Microsoft Boosts OneDrive for Business From 25GB to 1TB
$5/month and half price for plan until September
This is a Press Release edited by StorageNewsletter.com on May 2, 2014 at 2:46 pmMicrosoft joined the heated cloud storage battle with an updated OneDrive (previously SkyDrive Pro) for Business offer that throws in a terabyte of storage for each subscriber.
Last month Google dropped a bomb in the cloud storage world by lowering its price plans drastically for individual customers. Now Microsoft is joining the race in the business world with its Onedrive for Business offer. The Redmond, WA company announced that each Business plans will be soon bumped to 1TB of cloud storage. Before the change the de facto plan was capped at 25GB of space with the possibility to buy extra. Now each plan will come by default with 1TB. The company also announced migration assistance to OneDrive but provided no specifics about what this encompass.
The boost will be effective both for the standalone plan ($5/user/month) and all the Office365 bundled plans (from $5/user/month to $22/user/month). Businesses paying for a SharePoint server will also be eligible for the upgrade as OneDrive for Business is only really a re-branding of the SharePoint service.
Microsoft is jumping on the massive cloud storage wagon along with Google, Flickr and others. This move in the business space allow the company to outweigh its competitors in terms of price, Drobox and Box offering similar plans but for three time the entry price ($15). For the same price, Microsoft customers get 1TB of storage but also all of the desktop and online Microsoft Office apps. Google Apps are also more expensive and less capable with the default plan including only 30GB at $5/month.
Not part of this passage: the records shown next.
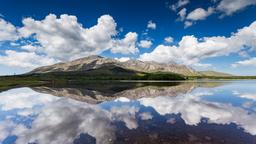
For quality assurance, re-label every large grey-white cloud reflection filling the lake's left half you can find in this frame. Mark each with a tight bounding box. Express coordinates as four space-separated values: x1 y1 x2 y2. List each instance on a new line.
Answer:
0 88 141 144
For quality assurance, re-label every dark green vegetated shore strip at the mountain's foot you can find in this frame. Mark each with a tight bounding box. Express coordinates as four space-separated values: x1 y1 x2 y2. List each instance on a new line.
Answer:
0 69 185 91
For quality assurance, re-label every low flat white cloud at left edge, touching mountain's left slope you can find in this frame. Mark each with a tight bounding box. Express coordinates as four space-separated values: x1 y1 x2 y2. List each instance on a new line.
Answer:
0 50 59 69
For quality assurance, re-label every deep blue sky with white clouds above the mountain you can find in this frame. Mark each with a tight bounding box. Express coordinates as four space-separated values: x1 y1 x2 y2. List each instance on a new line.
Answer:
0 0 256 75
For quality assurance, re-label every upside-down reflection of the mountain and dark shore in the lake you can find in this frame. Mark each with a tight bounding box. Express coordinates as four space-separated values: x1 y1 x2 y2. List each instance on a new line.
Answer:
32 82 224 104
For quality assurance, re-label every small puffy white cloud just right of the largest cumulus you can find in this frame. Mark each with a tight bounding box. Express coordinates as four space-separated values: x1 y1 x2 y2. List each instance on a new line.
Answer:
111 32 139 54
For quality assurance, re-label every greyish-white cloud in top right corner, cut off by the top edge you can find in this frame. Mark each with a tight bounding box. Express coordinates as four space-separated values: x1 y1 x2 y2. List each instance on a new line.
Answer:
217 0 256 15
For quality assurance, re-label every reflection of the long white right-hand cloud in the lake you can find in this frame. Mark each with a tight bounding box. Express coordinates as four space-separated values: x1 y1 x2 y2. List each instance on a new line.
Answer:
138 92 256 135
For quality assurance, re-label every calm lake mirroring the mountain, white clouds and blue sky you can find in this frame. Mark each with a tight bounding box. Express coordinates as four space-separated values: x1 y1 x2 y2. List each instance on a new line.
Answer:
0 80 256 144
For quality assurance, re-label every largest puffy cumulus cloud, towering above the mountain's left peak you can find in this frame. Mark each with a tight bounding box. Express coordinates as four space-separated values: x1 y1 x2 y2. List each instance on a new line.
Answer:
19 14 117 60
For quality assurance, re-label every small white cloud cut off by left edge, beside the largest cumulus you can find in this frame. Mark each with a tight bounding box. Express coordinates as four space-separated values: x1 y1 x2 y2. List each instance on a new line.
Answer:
0 18 18 41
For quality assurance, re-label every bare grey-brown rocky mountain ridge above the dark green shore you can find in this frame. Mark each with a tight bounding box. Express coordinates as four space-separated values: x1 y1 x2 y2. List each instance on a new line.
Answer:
29 55 199 76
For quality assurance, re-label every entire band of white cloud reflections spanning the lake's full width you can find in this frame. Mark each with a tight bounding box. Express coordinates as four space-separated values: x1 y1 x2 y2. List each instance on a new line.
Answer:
0 81 256 144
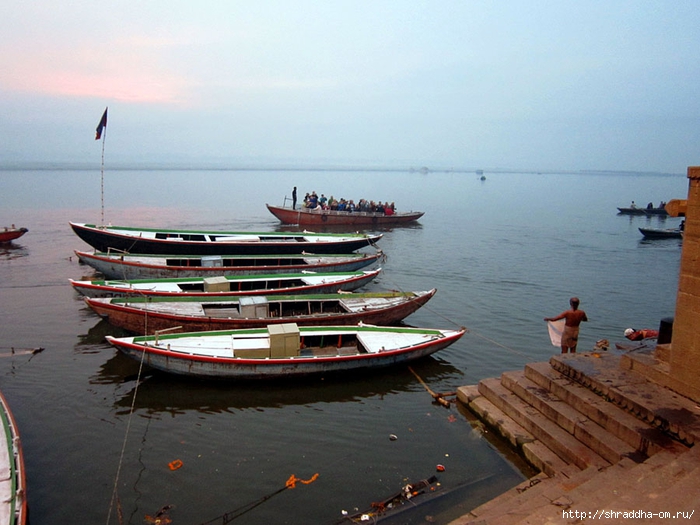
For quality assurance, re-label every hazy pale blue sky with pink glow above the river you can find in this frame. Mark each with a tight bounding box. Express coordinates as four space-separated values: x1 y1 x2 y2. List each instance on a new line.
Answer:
0 0 700 173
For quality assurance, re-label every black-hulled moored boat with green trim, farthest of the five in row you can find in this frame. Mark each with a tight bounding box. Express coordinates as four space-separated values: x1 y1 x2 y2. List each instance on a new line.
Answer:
70 222 382 255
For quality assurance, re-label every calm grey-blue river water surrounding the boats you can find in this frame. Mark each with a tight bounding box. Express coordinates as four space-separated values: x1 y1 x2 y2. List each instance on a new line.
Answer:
0 169 688 525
But the service also suffers from certain limitation. The 5,000 items sync limit of SharePoint is causing problems with users and the service is still afflicted with some metadata changes caused by the SharePoint tool. The lack of a Mac client also limits the possibility.
On the blog post announcing the change a Microsoft spokesperson said: “The cloud is about breaking down walls between people and information. Not building a new set of islands in the sky.” A thought that would be promising if the ecosystem war raging between the big players wasn’t in fact recreating fragmentation in the cloud. Each cloud services being better integrated in their own desktop or mobile platform. But to be fair, Microsoft is going to some great lengths to make its service available in a majority of platforms, mostly because it has to stand a chance of competing in the market.
The bump to 1TB is in the process of rolling out to all users, the company said that it will “roll out over the next few months.“
Customers also have until September to sign for a 50% discounted price for the standalone plan for the first year, bringing the price to $2.5/month.